Walekar stumbled into a minivan parked at a nearby gas pump and then fell to the ground. "He's been shot! He's been shot!" the minivan driver shouted. She put her left hand under his head and began holding his hand.

The woman then started CPR. "She must have been a nurse or something. That woman was on the money," said Alex Millhouse, a station mechanic.

Police arrived in minutes. "He doesn't have a pulse," the woman told them. "He's not breathing."

Twenty-three minutes passed.

At 8:37, two miles north, Sarah Ramos, 34, of Silver Spring was sitting on a blue metal bench outside the post office at Leisure World, at Georgia Avenue and International Drive, her purse resting beside her, when she was shot in the head.

Again, nobody saw much. Wearing jeans and brown shoes, Ramos had been sitting with her legs crossed, perhaps waiting for a friend or a ride.

"God, it could have been me -- I was on my way to the post office," said Dan Ranhart, 69, a resident of the Leisure World retirement community, as he happened upon the spot clutching a small pouch of letters.

Police had covered Ramos with a sheet, but her body still sat on the bench three hours after her slaying. It was removed about 11:30 a.m.

"I don't want to go home. I'll stay put right here," said Alma Wilson, 58, a caregiver at Leisure World who was on a break from work. Her brown eyes opened wide as she glanced at a nearby bench. "I'm scared to sit on a bench," she said.

Hairdresser Suzy Cooper, 57, who works at Images Hair Design near the post office, said she had been in the back of the salon, drinking coffee, when she heard a popping sound. She thought that someone had thrown something, but then a woman rushed into the salon, crying and yelling for police.

But it was not over.

The killer headed back south, amid the thinning inbound morning rush and the spreading public realization of the morning's disaster.

At 9:58, at a Shell gas station at Connecticut and Knowles avenues in Kensington, five miles south of Leisure World, Lori Lewis Rivera, 25, stopped to vacuum her minivan. Moments later, service station attendants found her collapsed inside the van, pinned by the driver's side door and bleeding.

The shootings were reminiscent of a series of attacks that terrorized two District neighborhoods for more than six weeks in 1993, when the "Shotgun Stalker," as he became known, killed four people and seriously wounded five others.

The assailant, James W. Swann Jr., then 30, drove around the Northwest Washington neighborhoods of Mount Pleasant and Columbia Heights and fired 20-gauge shotgun blasts at the heads of lone pedestrians, mostly at night.

He was arrested minutes after his last attack on April 19, 1993. He was later found not guilty of murder by reason of insanity and confined to a mental hospital.

The killings yesterday and Wednesday brought the number of homicides in Montgomery County to 25 for this year. It is the highest number since 1997.

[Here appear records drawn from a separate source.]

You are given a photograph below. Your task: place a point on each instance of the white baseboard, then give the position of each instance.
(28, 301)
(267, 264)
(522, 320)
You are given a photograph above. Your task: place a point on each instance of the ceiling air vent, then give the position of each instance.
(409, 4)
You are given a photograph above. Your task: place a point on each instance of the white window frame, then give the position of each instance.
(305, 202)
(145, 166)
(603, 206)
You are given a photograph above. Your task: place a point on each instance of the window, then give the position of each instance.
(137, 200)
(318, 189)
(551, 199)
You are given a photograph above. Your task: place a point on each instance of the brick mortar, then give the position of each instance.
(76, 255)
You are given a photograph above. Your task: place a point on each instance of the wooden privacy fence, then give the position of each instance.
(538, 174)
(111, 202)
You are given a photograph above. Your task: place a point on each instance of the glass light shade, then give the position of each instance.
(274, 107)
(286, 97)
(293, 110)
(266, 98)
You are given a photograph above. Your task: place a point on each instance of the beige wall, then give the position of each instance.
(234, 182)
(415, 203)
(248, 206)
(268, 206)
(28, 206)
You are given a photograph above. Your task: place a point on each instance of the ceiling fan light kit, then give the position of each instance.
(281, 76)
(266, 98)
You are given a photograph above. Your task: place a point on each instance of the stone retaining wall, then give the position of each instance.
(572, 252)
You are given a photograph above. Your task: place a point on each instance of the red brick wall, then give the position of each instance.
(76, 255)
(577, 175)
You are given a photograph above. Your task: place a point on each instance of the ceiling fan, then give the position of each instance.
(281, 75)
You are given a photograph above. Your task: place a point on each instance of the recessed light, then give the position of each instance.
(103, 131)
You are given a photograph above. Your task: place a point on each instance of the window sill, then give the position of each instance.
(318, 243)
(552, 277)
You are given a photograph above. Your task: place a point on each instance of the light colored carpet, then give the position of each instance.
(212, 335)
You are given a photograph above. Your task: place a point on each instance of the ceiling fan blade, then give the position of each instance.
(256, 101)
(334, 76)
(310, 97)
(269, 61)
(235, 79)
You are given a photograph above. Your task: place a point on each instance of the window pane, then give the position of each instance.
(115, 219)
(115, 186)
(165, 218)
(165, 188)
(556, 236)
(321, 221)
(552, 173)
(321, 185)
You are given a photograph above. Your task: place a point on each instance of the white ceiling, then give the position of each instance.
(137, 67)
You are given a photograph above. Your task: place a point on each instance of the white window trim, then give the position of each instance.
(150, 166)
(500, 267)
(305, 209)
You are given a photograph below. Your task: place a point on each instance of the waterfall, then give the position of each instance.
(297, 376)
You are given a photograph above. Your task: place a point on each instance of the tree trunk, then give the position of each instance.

The last time five people were slain in a 24-hour period in Montgomery was in July 1995 in Potomac, in one of the worst criminal cases in recent Maryland history. A handyman's assistant killed podiatrist David Marc Goff, his three daughters and a contractor at Goff's home.

Bruman Stalin Alvarez, then 21, pleaded guilty and was sentenced to six consecutive life terms, five without the possibility of parole.